I was catching up on my medical reading this morning when I came across an article in The Lancet from late last month that is a real jaw dropper. The article, Are lipid-lowering guidelines evidence-based?, is in the commentary section and is a pretty devastating indictment of the whole scale prescribing of statins without any evidence that such prescribing does much good.
The article gets right to the point:
The last major revision of the US guidelines, in 2001 [the guidelines I wrote about in my recent post],increased the number of Americans for whom statins are recommended from 13 million to 36 million, most of whom do not yet have but are estimated to be at moderately elevated risk of developing coronary heart disease. In support of statin therapy for the primary prevention of this disease in women and people aged over 65 years, the guidelines cite seven and nine randomised trials, respectively. Yet not one of the studies provides such evidence.

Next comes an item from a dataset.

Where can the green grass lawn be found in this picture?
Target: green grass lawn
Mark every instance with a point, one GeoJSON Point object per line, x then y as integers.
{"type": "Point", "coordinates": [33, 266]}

The next paragraph I don’t agree with completely:
For adults aged between 30 and 80 years old who already have occlusive vascular disease, statins confer a total and cardiovascular mortality benefit and are not controversial. The controversy involves this question: which people without evident occlusive vascular disease (true primary prevention) should be offered statins? With about three-quarters of those taking statins in this category, the answer has huge economic and health implications. In formulating recommendations for primary prevention, why do authors of guidelines not rely on the data that already exist from the primary prevention trials?
Based on my reading of the papers underlying the recommendations for adults with CHD, I don’t feel the evidence is strong enough to make the blanket statement that for these people
statins confer a total and cardiovascular mortality benefit and are not controversial.
My reading tells me that there may be a slight (a very slight) decrease in risk for another heart attack in these people if they take statins, but the lack of reduction (in some cases even an increase) in all-cause mortality, in my mind at least, negates these minimally positive effects. And when the side effects of statin therapy are taken into consideration, the positive effects are minimized even more.
The next couple of paragraphs are unbelievable. Unbelievable in the sense that I can’t believe they are published in a mainstream journal. It almost restores my faith in the unbiased nature of the medical literature.
We have pooled the data from all eight randomised trials that compared statins with placebo in primary prevention populations at increased risk. Unfortunately, our analysis is imperfect because these trials are not solely primary prevention: 8·5% of patients had occlusive vascular disease at baseline. We used two outcomes to estimate overall benefit (benefit minus harm): total mortality and total serious adverse events (SAEs). Total mortality was not reduced by statins (relative risk 0·95, 95% CI 0·89–1·01). In the two trials that reported total SAEs, such events were not reduced by statins (1·01, 0·97–1·05) (data on SAEs from the other trials were not reported). The frequency of cardiovascular events, a less encompassing outcome, was reduced by statins (relative risk 0·82, 0·77–0·87). However, the absolute risk reduction of 1·5% is small and means that 67 people have to be treated for 5 years to prevent one such event. Further analysis revealed that the benefit might be limited to high-risk men aged 30–69 years. Statins did not reduce total coronary heart disease events in 10 990 women in these primary prevention trials (relative risk 0·98, 0·85–1·12). Similarly, in 3239 men and women older than 69 years, statins did not reduce total cardiovascular events (relative risk 0·94, 0·77–1·15).
Our analysis suggests that lipid-lowering statins should not be prescribed for true primary prevention in women of any age or for men older than 69 years. High-risk men aged 30–69 years should be advised that about 50 patients need to be treated for 5 years to prevent one event. In our experience, many men presented with this evidence do not choose to take a statin, especially when informed of the potential benefits of lifestyle modification on cardiovascular risk and overall health. This approach, based on the best available evidence in the appropriate population, would lead to statins being used by a much smaller proportion of the overall population than recommended by any of the guidelines.
That pretty much says it all. I still can’t believe my eyes. Who in mainstream medicine could risk the career damage from publishing an article like this? Who are these guys?
The first author, J Abramson, is from Harvard; the second, JM Wright, is from the University of British Columbia.
Let’s look at their conflict of interest disclosures:
JMW declares no conflict of interest. JA is an expert consultant to plaintiffs’ attorneys on litigation involving the drug industry, including Pfizer for its marketing of atorvastatin.
Now I see why these guys have the guts to publish this anti-statin paper. They don’t get funding from drug companies and one of them uses his expertise to help lawyers go after drug companies.
JMW has a history of publications critical of the overprescription of statins. Here is one. Skip down to page 7 to read his Update on statin therapy.
Now if anyone says, yeah, well where are the papers? I’m not going to believe some idiot doctor who writes a blog. I want to see it in a real medical journal, you’ll be prepared.